Was machen Jugendliche in den Sommerferien? Am Schauspiel Bochum setzt ein junges Ensemble zu einer musik- und spielfreudigen Selbstbefragung an. Das Stück „Das Tierreich“ ist einfach vergnüglich.

Bochum – Irgendwie ist ein Leopard-2-Panzer in die Bochumer Kammerspiele geraten. Mit Krachen und Getöse schwebt das Kriegsgerät langsam aus dem Bühnenhimmel. Es ist aber nur ein Requisit im Stück „Das Tierreich“. Platziert von Jakob Nolte und Michel Decar, die das Stück 2013 geschrieben haben. Mit dem Panzer materialisieren Nolte/Decar das Schicksal oder ein unvorstellbares Unglück.
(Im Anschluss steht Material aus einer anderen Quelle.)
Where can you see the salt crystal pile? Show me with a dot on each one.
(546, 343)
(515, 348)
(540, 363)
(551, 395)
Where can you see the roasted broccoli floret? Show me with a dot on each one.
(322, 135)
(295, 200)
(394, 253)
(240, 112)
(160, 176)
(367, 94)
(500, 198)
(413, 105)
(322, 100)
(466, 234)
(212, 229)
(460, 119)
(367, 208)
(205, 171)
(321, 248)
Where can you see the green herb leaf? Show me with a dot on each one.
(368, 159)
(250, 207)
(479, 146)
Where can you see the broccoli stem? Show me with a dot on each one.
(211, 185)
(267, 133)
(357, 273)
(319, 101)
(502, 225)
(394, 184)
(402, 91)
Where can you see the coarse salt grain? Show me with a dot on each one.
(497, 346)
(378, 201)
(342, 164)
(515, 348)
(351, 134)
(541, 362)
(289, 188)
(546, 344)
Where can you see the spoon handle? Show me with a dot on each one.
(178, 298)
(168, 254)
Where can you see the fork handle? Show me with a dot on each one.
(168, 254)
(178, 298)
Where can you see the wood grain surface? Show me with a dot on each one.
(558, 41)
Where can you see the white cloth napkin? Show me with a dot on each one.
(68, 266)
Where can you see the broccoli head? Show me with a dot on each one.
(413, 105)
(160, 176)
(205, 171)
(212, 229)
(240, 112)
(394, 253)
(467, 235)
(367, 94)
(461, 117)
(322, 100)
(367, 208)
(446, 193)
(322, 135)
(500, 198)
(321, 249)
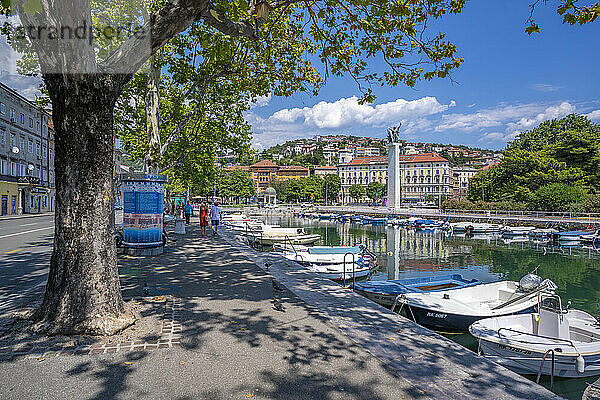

Die Schule eines Städtchens wird vom herabfallenden Kettenfahrzeug zerstört. Der Unterricht nach den Sommerferien dürfte gefährdet sein. Aber anscheinend nicht viel mehr.

Regisseurin Friederike Heller lässt sich vom Ukraine-Krieg nicht zu Aktualisierungen hinreißen und ablenken. Wer konnte schon 2013 wissen, dass der Leo-2 nach dem Fall des eisernen Vorhangs wieder wichtig wird – ein Kriegsgerät von 1978. Wichtig sind die 20 Jugendlichen, die sechs Wochen Sommer vor sich haben. Oder anders gesagt: „Es ist aufregend, am Leben zu sein.“ Und so inszeniert Heller in ihrer ersten Regiearbeit fürs Schauspielhaus Bochum einen temporeichen Trip in die unruhige Phase der Menschwerdung. Eine Lichtshow springt an, ein tanzbarer Elektrosound erfüllt die Sommernacht und mit herrlich impulsiven Auftritten feiern sich die jungen Leute selbst. Der Panzer stört gar nicht.

Richtig groß ist vor allem der Moment, in dem alles möglich scheint. Für jeden geht es voran, aber niemand weiß, wo er landen wird. Diese Unsicherheit verwandeln die Studierenden der Folkwangklasse Schauspiel zu einer unbeschwerten Stopp-and-Go-Performance. Ihre Selbstbefragung ist vor allem aufrichtig, ironisch, amüsant und so selbstreferenziell, wie Erwachsenbildung nun mal sein sollte.

Musiker Peter Thiessen legt mit seinen Pop-Melodien eine optimistische Grundstimmung an. Es ist ein Rhythmus, der niemanden kalt lässt. Die 105 Minuten Spielzeit sind ein Amüsement voller Schauwerte. Sabine Kohlstedt (Kostüme) sperrt Markengarderobe aus. Ihre Textilien sind alltagstauglich und unterfüttern ein wenig die Typisierung. Kohlstedts Bühne ist ein weites Feld, das von Sirko Lamprechts farbigem Lichtdesign situativ geflutet wird. Ein Probenraum fürs Leben und für Träume.

Aber nicht nur für Luftschlösser. So stellt sich Waffennarr Niko vor, mal zu schießen, auf den Sportlehrer, wie bei einem Amoklauf. Babet, eine schwarze Schülerin, wird als einzige beschuldigt das Chinchilla entführt zu haben. Und Klaus, das Mobbingopfer, erfährt früh, dass man ohne Geld verloren ist. Sein Vater ist arbeitslos.

Vor allem spürt man im Stück „Tierreich“ den Coming-of-Age-Versuchen nach. Da sind die Paare mit Babet und Heiner. Sie hofft auf der Decke am See, dass er sie küsst. Es gibt mehrere Versuche voller Scham und Vergeblichkeit. Bei Nele und Lennart gibt es nach zehn Wochen Differenzen, weil ihre Liebe zum Arthouse-Film seine Liebe zu ihr bereits belastet. Und wenn Steffen, der Fußballer, Klaus küsst, könnte sich ein neues Paar finden.

Das Thema Diversität geht ganz in Hellers pfiffigem Figurenkonzept auf. Steffen küsst auch Vanessa beim Flaschendrehen. Mia Kaufhold spielt den blonden Steffen und die flippige Lilli, die mit Miri zusammen gelbe Reclamhefte zerreißt. Maleika Dörschmann ist die kesse Miri und Niko, der sich im Getränkemarkt ausbeuten lässt.

Zehn Darstellerinnen und Darsteller spielen auch das andere Geschlecht. Lennart Hahn, Karl Leven Schroeder, Anna Lepskaya, Maddy Forst, Maurizia Bachnick, Tomte Heer, Johanna Schönwald, nur Henri Mertens gibt seiner Nicole und Vanessa männliche Momente. Insgesamt ist eine klasse Ensembleleistung zu sehen. Wie körperlich das junge Team präsent ist, wie die Figuren durchdrungen und bewegt werden, das ist auch ein Spiel mit dem eigenen Talent.

Diesem Jahrgang zuzuschauen, wird man nicht müde. Und die Sache mit dem Chinchilla, das geklaut, gefangen und ausgesetzt wird, erschließt sich am besten in Bochum.